Wampum: Stories from the Shells of Native America will be displayed next to The Box’s major Mayflower 400: Legend and Legacy exhibition in England, which tells a shared transatlantic history.
Concurrent celebrations which began in 2020 at Plimoth Patuxet Museums (formerly Plimoth Plantation) in Massachusetts include the return of a newly restored Mayflower II, Plimoth's full-scale reproduction of the tall ship that brought the Pilgrims to Plymouth (Mass.) in 1620.
The Box, Plymouth's (UK) major new museum, gallery and archive, first opened its doors to visitors in September 2020 and is re-opening May 18 following a five-month closure due to COVID-19.
Wampum: Stories from the Shells of Native America is an ambitious exhibition centred on the creation of a newly crafted wampum belt. It will be displayed at The Box, Plymouth, UK, from May 18 - July 11, alongside rarely seen historic wampum belts on loan from the British Museum and Saffron Walden Museum.
Wampum is indigenous, sacred and symbolic. Made from the purple and white shells of the quahog and whelk, the beads carry the history, culture and name of the Wampanoag people of Massachusetts, whose ancestors met the passengers of the Mayflower in 1620 and ensured their survival. The exhibition brings these key pieces of history together with contemporary images and films. It is the first-ever wampum exhibition to be staged in the UK and forms a key part of the Mayflower 400 commemorations involving the UK, USA, Netherlands and Wampanoag Nation.
Wampum belts tell stories of communities and culture and embody the Wampanoag’s connection to the sea as well as to life itself. Whether a spoil of war, an ornament, a souvenir or a gift, each shell is imbued with memory and meaning.
An extraordinary new wampum belt forms the centrepiece of the exhibition at The Box. The belt has been created by over 100 Wampanoag craftspeople of different ages and backgrounds. Measuring 150cm long and 26cm wide and featuring over 5,000 hand-crafted wampum beads, it’s an authentic replication of the wampum belts that were made during the 1600s.
The design has been inspired by tribal elders from the Wampanoag community to reflect their creation story and respect for the earth and its preservation. The belt depicts the people of all the Wampanoag villages and clans, hand-in-hand, engaging in a round dance.
The creation of the belt has emerged from a special partnership between The Box and members of the Wampanoag, notably SmokeSygnals, plus research at the British Museum. The exhibition promotes the significant renewal of this art form and will take visitors into the world of the Wampanoag who have lived in Massachusetts for 12,000 years and remain on their ancestral lands today.
The narrative of the exhibition is driven by the loss of an historic 17th century belt worn by Wampanoag leader Metacom during King Phillip’s War (1675-1678), known as the bloodiest war ever fought in America. Metacom’s belt was taken and although documentation shows it was due to enter royal collections in Britain, it was never received. The making of the new belt aims to honour the old belt and pay tribute to the 5,000 people who currently live in the Mashpee and Aquinnah.

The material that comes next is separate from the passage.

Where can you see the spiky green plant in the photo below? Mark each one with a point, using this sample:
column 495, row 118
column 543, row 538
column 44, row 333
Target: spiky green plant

Wampum: Stories from the Shells of Native America forms part of The Box’s 2021 reopening programme. Images of the Wampanoag and the story of their lives today will be on display alongside three specially commissioned films exploring the history, creative process and cultural significance of wampum.
Additionally, the exhibition includes a 55-minute documentary that is significant to the Wampanoag. Exclusively shown at The Box, it shows how they have reclaimed their ancestral language after generations of suppression. Through these authentic voices, Wampum: Stories from the Shells of Native America explores the Wampanoag’s cultural history and life in America today, the impact of the past on its people, and their creative aspirations for the future.
Paula Peters, SmokeSygnals and Mashpee Wampanoag Tribal Nation, comments: “The people who participated in the making of the new wampum belt are sharing the story in the age-old oral tradition of the Wampanoag. The White Pine in the centre tells our creation story - that we came from her roots more than 12,000 years ago to become the people of the dawn. This belt will preserve our stories for many generations of Wampanoag to come.”
Jo Loosemore, co-curator of Wampum: Stories from the Shells of Native America adds: “400 years ago, England took its culture to Native America. 400 years on, Native America is bringing its culture here. We are honoured to be able to welcome the Wampanoag people and the wampum that is so special to them to The Box. It’s been a privilege to work alongside Wampanoag artists and educators as part of this exhibition.”
Wampum: Stories from the Shells of Native America previously toured to SeaCity Museum, Southampton. Following the exhibition at The Box, it will travel to the Guildhall Art Gallery, London from 23rd July to 5th September 2021.